Budget Deficit

The current return on investments from many mutual funds will make selling privatization much harder than it was during the late 90’s boom. Today, my 401K, in conservative investments, is worth less than it was 3 years ago, and that’s counting my continuing contributions into it.

Can you imagine what would have happened if a large chunk of privatized social security funds were tied up in Enron, Worldcom, and Tyco? Many mutual funds were heavily vested in these stocks and lost a large chunk of their value. Now imagine if you are 65 years old and you just watched a large part of your retirement account go up in smoke.

Economists and Democrats would have a field day if this was used as a compaign point.

they’ve already used this point to debunk theories of SS privatization.
I’m sure you’ll hear it agin in the coming 17 months.

We should be allowed to keep our money in the first place and not be forced to hand it over to congress. Social security is just an income tax with a different name to give the masses some comfort.

Yes, switching to a system that results in people starving when their investments go bad is a great idea.

It’s just a risk-sharing program. Everyone pays in and that guarentees they’ll have a respectable retirement, no matter what else happens.

first of all there’s no guarantee. Second, it’s not a respectable amount. Third, it’s forced coersion, not risk sharing. Why didn’t they make social security a bond program? That would make me feel safer than some arbitrary payout. If I got a note for my money with some numbers on it that said “backed by the full faith and credit uf the US government”. Then the Politicians couldn’t use it as campaign fodder.

Because most of the people on Social Security would be better off if they could just keep that money and invest it themselves.

And technically, SS money used “for other purposes” tends to result in lower income taxes to offset - spending the SS surplus is actually how Bush managed to get the first tax cut through.

So you approve of this manner of voodoo accounting? Because I sure as hell don’t.

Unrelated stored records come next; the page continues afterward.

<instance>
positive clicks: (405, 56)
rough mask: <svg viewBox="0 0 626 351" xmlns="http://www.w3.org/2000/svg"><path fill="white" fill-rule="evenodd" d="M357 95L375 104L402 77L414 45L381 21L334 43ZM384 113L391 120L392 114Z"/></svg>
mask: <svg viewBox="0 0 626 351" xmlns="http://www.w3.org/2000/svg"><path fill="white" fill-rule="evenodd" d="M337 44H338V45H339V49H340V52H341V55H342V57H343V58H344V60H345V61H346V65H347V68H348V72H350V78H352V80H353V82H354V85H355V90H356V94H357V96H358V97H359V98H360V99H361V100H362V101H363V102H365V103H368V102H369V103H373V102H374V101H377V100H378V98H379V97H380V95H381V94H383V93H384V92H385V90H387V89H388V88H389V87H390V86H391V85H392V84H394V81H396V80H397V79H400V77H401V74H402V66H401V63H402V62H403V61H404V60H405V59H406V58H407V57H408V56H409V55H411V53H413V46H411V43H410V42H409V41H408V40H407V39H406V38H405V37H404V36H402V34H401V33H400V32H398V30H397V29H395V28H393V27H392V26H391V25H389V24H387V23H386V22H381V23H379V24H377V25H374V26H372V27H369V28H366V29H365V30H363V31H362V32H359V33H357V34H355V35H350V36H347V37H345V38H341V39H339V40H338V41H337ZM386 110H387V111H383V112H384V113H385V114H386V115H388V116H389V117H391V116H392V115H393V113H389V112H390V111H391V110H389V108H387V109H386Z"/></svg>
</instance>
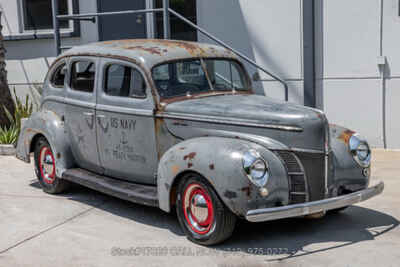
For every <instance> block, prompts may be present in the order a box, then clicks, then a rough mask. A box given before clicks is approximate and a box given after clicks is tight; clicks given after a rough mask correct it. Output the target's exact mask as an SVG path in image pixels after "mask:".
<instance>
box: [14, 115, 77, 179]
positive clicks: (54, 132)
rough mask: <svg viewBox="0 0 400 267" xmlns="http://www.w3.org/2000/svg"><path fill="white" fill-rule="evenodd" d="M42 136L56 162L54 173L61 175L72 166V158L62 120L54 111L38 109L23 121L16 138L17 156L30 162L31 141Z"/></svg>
mask: <svg viewBox="0 0 400 267" xmlns="http://www.w3.org/2000/svg"><path fill="white" fill-rule="evenodd" d="M38 135H42V136H44V137H45V138H46V139H47V141H48V142H49V144H50V146H51V149H52V150H53V153H54V156H55V161H56V162H55V163H56V175H57V176H58V177H61V176H62V173H63V172H64V171H65V170H66V169H68V168H71V167H73V166H74V160H73V156H72V153H71V149H70V147H69V145H68V143H67V142H66V140H68V139H67V138H66V132H65V128H64V121H63V119H62V118H61V117H59V116H58V115H57V114H56V113H55V112H54V111H51V110H40V111H38V112H35V113H33V114H32V116H31V117H30V118H29V119H28V120H27V121H26V122H25V123H24V126H23V128H22V130H21V133H20V136H19V138H18V144H17V158H19V159H21V160H23V161H25V162H28V163H29V162H30V156H29V154H30V152H33V150H32V141H33V140H34V139H35V138H36V137H38Z"/></svg>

And if “SS income doesn’t cover SS outlays” = bankruptcy, then the income tax system has been “bankrupt” since the 1930s. We ran an income tax surplus in exactly one year (1998, I think); the rest of the
“surplus” years were because we took excess SS taxes and rolled them over into making up for income tax deficits.

Yeah. So won’t it be great when SS can’t even cover its own costs? Where will the money come from then?

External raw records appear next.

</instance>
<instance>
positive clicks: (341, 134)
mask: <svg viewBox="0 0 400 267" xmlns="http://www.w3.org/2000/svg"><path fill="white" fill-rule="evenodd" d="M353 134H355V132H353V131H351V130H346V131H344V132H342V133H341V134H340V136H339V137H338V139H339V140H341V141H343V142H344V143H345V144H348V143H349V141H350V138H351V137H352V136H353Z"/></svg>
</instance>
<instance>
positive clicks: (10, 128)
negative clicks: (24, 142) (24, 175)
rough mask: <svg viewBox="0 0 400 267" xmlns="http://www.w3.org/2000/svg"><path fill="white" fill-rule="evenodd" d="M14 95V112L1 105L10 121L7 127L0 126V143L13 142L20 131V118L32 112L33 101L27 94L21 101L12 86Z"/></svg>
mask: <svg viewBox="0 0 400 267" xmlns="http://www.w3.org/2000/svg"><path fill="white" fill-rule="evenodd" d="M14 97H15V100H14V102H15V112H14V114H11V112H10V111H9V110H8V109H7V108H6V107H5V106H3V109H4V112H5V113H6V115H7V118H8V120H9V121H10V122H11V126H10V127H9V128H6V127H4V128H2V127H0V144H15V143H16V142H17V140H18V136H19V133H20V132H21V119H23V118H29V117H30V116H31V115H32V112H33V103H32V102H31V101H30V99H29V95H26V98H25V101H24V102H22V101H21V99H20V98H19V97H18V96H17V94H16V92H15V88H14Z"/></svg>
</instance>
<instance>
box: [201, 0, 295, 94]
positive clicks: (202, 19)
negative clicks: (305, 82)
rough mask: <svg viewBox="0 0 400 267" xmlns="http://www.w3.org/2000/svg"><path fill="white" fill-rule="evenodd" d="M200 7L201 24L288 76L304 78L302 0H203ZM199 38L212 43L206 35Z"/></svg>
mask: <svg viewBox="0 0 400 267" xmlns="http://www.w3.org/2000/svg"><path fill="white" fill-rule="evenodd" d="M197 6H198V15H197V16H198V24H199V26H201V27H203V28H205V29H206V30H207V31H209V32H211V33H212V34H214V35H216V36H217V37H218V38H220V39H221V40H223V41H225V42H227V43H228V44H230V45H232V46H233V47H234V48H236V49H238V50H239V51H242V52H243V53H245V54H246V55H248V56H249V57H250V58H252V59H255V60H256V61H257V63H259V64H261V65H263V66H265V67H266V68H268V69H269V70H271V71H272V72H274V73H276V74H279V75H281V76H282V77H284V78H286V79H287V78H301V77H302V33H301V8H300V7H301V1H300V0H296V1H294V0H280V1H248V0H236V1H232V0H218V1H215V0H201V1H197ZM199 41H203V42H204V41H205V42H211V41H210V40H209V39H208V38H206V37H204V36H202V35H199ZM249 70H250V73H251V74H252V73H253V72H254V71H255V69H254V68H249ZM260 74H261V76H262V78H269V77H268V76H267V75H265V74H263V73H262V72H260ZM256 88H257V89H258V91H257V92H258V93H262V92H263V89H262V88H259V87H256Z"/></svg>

I didn’t ask what we should remove; I asked what possibly is unpopular enough to get rid of. No one’s suggested anything.

And I said that cutting budgetary items does not require the popular support of the general public, which is apparently where you drew the conclusion that I think our system of government is broken. Politicians do unpopular things all the time. If those things turn out to be good in the long run (or at least not bad), then they generally don’t have much trouble getting re-elected. In fact, many politicians have no trouble getting re-elected even if their choices turn out badly. So I’m not sure why popular support is a necessary prerequisite for budgetary changes.

Their investments would have to do exceedlingly poorly to match the returns that they’d get out of Social Security.

So I’m not sure why popular support is a necessary prerequisite for budgetary changes.

It’s not necessary, but politicians like to stay in office, so its highly unlikely they’ll up and cut a program with broad support. It’s not like all the Democrats and Republicans in Washington secretly know the program is “broken” and just won’t cut it because they’re cowards, as you imply.

Anyway, this is the chief privitization fallacy:

Because most of the people on Social Security would be better off if they could just keep that money and invest it themselves.

Right now, that money pays for the retirement of your parents. If you keep that money, who’s going to pay for your parent’s retirement? The only way you get a better “rate of return” on privitized social security is by ignoring the roughly 3 trillion dollar outstanding generational debt.

If you want to shell out the 3 trillion to switch to a fully funded system, great. But you’re not going to get a better rate of return unless you pretend that transition cost doesn’t exist.

Krugman covers this in more depth here. It’s not an obvious point, and the privitization wags at Cato and the like have thrown up a ton of disinformation related to this.

Mulligan, I’m not sure what you mean by no guarentee. What, the government is going to vaporize? As long as there’s political support for the program, its not going anywhere.

And no, the program isn’t going to make you rich, but you won’t be on the street, regardless of how your investments turn out.